The question of whether our smartphones are always listening to us is cropping up on online forums and Twitter almost daily, and most users have had the experience of talking about something then, soon after that, seeing online ads about that specific thing.
Have you ever had the experience of talking about something, then seeing an online ad related to that real-world conversation, as if your phone is ‘listening’?
— Tom Whitwell (@TomWhitwell) September 7, 2019
But are the phones (or apps) actually “listening”? Could it simply be that ad-serving companies have access to too much data about us and our online and offline behaviour (and that of our nearest and dearest), allowing them to predict what we might want or need? Or is our mind playing tricks on us?
Mobile security company Wandera has decided to check whether smartphones are “listening” our conversations and sending out voice recordings while we’re not using them.
Testing: iPhone and Samsung Galaxy devices
The company took two iPhones and two Samsung Galaxy phones and put one of each in an audio test room (where a pet food YouTube playlist ran on a loop for 30 minutes for three days in a row) and a silent test room.
Each of the phones had Facebook, Instagram, Chrome, Snapchat, YouTube, and Amazon apps installed, with all user permissions. During the testing, the apps were closed, automatic app updates were disabled, and the phones locked.
After the 30-minute test periods, the researchers unlocked the devices and recorded battery consumption, data consumption, and background usage of apps, then checked each of the apps for pet food-related apps.
The result? No or a very minimal increase of data and battery consumption by the dormant phones in the audio room and no pet food ads showing up after the tests on any of the apps.
“We observed that the data from our tests is much lower than the virtual assistant data over the 30-minute time period, which suggests that the constant recording of conversations and uploading to the cloud is not happening on any of these tested apps.
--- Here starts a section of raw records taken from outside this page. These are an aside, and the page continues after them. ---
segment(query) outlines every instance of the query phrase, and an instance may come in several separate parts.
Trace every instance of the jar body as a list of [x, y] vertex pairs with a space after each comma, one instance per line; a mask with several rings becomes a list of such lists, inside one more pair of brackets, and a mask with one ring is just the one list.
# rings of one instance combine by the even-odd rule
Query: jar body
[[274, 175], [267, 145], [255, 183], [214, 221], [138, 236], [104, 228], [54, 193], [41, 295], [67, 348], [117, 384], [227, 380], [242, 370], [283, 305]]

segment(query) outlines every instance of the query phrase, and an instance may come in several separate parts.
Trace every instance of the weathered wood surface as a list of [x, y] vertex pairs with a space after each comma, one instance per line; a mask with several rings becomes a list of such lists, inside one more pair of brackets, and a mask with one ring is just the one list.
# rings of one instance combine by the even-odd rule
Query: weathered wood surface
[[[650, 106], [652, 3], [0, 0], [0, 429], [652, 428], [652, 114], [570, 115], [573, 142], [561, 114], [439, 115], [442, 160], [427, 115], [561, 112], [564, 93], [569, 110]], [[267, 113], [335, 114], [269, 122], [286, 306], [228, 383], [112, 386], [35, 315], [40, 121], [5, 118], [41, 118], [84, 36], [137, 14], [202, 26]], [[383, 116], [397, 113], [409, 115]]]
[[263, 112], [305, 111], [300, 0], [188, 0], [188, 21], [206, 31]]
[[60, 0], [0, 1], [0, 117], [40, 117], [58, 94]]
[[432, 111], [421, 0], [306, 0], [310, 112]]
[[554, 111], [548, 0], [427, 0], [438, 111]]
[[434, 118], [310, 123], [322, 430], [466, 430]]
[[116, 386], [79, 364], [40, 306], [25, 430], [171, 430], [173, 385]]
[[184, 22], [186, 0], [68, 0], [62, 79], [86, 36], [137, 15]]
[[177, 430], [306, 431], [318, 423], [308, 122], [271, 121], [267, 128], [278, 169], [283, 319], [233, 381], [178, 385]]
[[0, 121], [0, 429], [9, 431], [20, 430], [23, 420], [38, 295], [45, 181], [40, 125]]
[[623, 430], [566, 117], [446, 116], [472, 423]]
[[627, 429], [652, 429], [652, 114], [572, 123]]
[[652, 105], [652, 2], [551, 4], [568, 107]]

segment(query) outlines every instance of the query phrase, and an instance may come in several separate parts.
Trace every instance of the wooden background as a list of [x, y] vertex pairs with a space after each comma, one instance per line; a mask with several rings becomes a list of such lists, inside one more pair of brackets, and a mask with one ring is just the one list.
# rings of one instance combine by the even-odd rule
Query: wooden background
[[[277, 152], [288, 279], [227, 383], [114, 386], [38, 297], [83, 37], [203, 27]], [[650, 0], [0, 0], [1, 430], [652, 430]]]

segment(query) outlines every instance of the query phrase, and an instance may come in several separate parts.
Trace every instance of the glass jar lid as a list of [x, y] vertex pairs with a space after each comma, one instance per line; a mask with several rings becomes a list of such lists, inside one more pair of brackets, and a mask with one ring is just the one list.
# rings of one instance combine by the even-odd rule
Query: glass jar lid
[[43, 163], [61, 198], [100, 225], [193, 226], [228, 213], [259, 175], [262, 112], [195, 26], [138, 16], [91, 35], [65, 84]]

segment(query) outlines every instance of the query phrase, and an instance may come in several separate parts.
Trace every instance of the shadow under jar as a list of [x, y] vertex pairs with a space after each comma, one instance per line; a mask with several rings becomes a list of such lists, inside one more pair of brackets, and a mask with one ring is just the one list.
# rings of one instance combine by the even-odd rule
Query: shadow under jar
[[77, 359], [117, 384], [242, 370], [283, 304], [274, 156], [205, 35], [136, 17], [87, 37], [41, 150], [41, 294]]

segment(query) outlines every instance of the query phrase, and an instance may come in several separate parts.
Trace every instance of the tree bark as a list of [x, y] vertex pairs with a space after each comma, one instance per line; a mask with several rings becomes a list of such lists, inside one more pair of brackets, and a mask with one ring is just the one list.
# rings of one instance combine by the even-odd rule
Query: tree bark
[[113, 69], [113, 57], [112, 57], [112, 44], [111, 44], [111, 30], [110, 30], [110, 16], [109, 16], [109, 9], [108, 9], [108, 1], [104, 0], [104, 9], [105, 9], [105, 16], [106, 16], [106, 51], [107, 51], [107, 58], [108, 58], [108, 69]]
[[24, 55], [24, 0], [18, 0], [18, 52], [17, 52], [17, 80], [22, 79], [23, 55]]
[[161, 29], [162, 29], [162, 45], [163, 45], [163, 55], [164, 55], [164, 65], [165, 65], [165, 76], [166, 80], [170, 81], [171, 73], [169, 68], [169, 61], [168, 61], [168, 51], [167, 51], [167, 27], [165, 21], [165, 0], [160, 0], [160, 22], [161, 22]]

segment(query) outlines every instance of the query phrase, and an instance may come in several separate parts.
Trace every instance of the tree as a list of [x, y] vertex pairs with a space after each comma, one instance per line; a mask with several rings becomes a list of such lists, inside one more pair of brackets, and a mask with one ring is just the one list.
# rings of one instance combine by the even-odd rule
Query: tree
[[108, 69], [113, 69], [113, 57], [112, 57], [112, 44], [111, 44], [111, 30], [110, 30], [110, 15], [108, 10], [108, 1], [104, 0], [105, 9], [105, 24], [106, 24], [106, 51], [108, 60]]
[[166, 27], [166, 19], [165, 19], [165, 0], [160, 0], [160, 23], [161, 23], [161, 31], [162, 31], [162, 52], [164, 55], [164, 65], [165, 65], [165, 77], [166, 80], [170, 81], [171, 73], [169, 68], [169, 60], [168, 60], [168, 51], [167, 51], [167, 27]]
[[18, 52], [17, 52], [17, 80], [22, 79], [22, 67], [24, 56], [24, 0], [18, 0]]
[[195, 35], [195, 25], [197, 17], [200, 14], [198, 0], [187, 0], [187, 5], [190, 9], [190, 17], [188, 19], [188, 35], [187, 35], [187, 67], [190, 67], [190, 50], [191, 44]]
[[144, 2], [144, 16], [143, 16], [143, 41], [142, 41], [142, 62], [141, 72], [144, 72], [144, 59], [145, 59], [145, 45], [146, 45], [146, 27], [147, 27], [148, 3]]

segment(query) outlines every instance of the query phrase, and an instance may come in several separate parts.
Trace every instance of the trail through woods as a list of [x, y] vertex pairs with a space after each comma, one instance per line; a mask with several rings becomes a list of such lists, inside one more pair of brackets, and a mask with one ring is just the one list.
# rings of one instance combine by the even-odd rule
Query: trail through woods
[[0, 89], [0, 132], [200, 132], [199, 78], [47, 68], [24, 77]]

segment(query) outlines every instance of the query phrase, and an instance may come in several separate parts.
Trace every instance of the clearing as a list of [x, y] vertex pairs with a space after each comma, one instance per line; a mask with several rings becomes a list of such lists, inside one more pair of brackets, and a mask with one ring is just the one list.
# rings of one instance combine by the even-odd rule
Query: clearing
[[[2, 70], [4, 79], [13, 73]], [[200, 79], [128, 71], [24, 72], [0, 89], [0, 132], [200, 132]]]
If it was, we’d expect data usage to be as high as the virtual assistants’ data consumption,” said James Mack, a systems engineer at Wandera.
No evidence of phones or apps “listening”
Eldar Tuvey, one of the company’s founders and its CEO, told the BBC that they found no evidence of phones listening in on users’ conversations. He did say that it might be happening in a way that they don’t know about, but that it’s highly unlikely.
It’s good to note that, previously, a much longer study by researchers at Northeastern University also found no evidence that Android apps are secretly switching on phones’ microphone and/or sending audio out. (Though, they said, it’s possible that an app might have transformed an audio recording into a text transcript and sent that without their system noticing it.)